With the rapid progress of recent years, techniques that generate and manipulate multimedia content can now provide a very advanced level of realism. The boundary between real and synthetic media has become very thin.
On the one hand, this opens the door to a series of exciting applications in different fields such as creative arts, advertising, film production, video games. On the other hand, it poses enormous security threats.
Software packages freely available on the web allow any individual, without special skills, to create very realistic fake images and videos. These can be used to manipulate public opinion during elections, commit fraud, discredit or blackmail people.
Therefore, there is an urgent need for automated tools capable of detecting false multimedia content and avoiding the spread of dangerous false information. This talk aims to present an analysis of the methods for synthetic media verification.
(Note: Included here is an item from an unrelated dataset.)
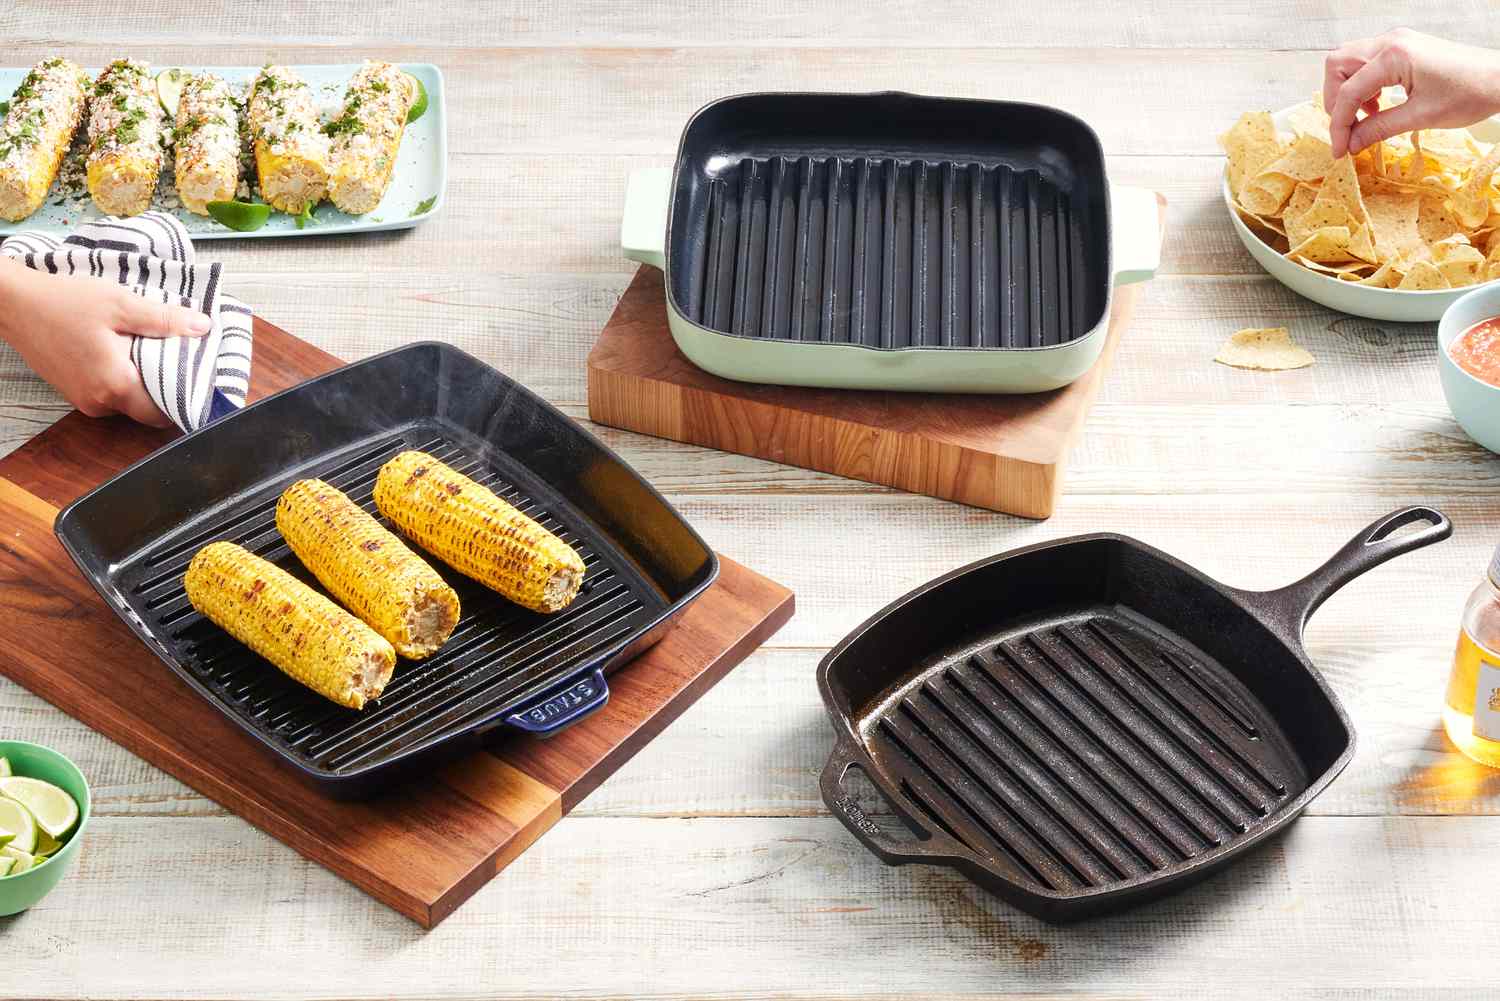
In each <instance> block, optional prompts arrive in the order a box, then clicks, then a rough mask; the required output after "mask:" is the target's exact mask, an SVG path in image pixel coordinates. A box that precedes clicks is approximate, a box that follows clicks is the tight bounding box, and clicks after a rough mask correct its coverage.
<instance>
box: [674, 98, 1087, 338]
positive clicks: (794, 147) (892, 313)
mask: <svg viewBox="0 0 1500 1001" xmlns="http://www.w3.org/2000/svg"><path fill="white" fill-rule="evenodd" d="M676 176H678V185H679V189H678V192H676V201H675V206H673V222H672V233H670V239H669V252H667V260H669V266H667V267H669V275H670V278H672V288H673V293H675V296H676V299H678V305H679V309H681V312H682V314H684V315H687V317H688V318H691V320H694V321H697V323H699V324H702V326H705V327H708V329H711V330H717V332H721V333H732V335H738V336H745V338H760V339H774V341H807V342H831V344H861V345H865V347H874V348H921V347H953V348H1037V347H1055V345H1059V344H1067V342H1070V341H1073V339H1077V338H1082V336H1085V335H1088V333H1089V332H1091V330H1094V329H1095V326H1097V324H1098V323H1100V318H1101V317H1103V309H1104V302H1106V299H1107V288H1109V275H1107V266H1109V264H1107V237H1109V222H1107V212H1106V204H1107V201H1106V182H1104V167H1103V155H1101V152H1100V149H1098V140H1097V138H1095V137H1094V135H1092V132H1089V131H1088V128H1086V126H1083V123H1080V122H1077V120H1076V119H1073V117H1071V116H1067V114H1062V113H1059V111H1053V110H1049V108H1038V107H1032V105H1017V104H1007V102H983V101H939V99H932V98H916V96H912V95H747V96H742V98H735V99H729V101H724V102H718V104H715V105H709V107H708V108H705V110H703V111H700V113H699V114H697V116H696V117H694V119H693V122H690V123H688V126H687V131H685V132H684V140H682V150H681V155H679V158H678V171H676Z"/></svg>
Special emphasis will be placed on the phenomenon of AI-generated content and on modern data-driven forensic methods to fight them. The analysis will help highlight the limits of current forensic tools, the most relevant issues, the upcoming challenges, and suggest future directions for research.
Recording
About the speaker
Dr. Luisa Verdoliva is Full Professor at University Federico II of Naples, Italy, where she leads the Multimedia Forensics Lab. In 2018 she has been visiting professor at Friedrich-Alexander-University (FAU) and in 2019-2020 she has been visiting scientist at Google AI in San Francisco. Her scientific interests are in the field of image and video processing, with main contributions in the area of multimedia forensics. She has published over 145 academic publications, including 52 journal papers. She is the PI for University Federico II of Naples in the DISCOVER (a Data-driven Integrated Approach for Semantic Inconsistencies Verification) project funded by DARPA under the SEMAFOR program (2020-2024) and in the HORIZON Europe vera.ai project (2022-2025). She has actively contributed to the academic community through service as general Chair of WACV 2024 and ACM IH&MMSec 2019, technical Chair of IJCB 2023 and WIFS 2019, workshop Chair of CVPR 2024. She is Deputy Editor-in Chief for IEEE Transactions on Information Forensics and has been Chair of the IEEE Information Forensics and Security Technical Committee (2021-2022). She is the recipient of the 2018 Google Faculty Award for Machine Perception and a TUM-IAS Hans Fischer Senior Fellowship (2020-2024). She is IEEE Fellow.